The results of 4 Day Work Global’s first trial were overwhelmingly positive. Forty-six percent of companies said productivity was the same, 34% reported a slight improvement and 15% said it was “significantly” better. Overall, 88% of companies said they are likely to continue the four-day workweek after the end of the trial.
Intrigued by 4 Day Work Global’s findings, Denis Moriarty, founder of Our Community, an Australian social enterprise, switched his company to a four-day workweek in August and he’s over the moon with the results.
According to a report in the Daily Mail, his staff is happier and still 100% productive.
“They're loving it. They've got their lives back,” he told Daily Mail. “It's been good for the workplace, good for employees and the company. There is no way we will go back to five days.”

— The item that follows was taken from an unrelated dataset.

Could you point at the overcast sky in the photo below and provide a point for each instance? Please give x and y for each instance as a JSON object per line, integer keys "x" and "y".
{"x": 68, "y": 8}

What’s interesting about the experiment is that the employees are paid the same amount to work 20% fewer hours and are just as productive. The company was able to accommodate the same work in less time by shortening its meetings and because the employees are better rested. Some companies that have switched to the four-day workweek have added more hours to the average day to even things out, but Moriarty won’t be doing that any time soon.
“I don't think you should be calling it a 4-day workweek if you cram more hours in those four days,” he said.
The five-day workweek has been the standard for most workers for around 100 years. Over that time, the work we do has changed drastically. So, isn’t it about time that we reevaluate our work habits as well?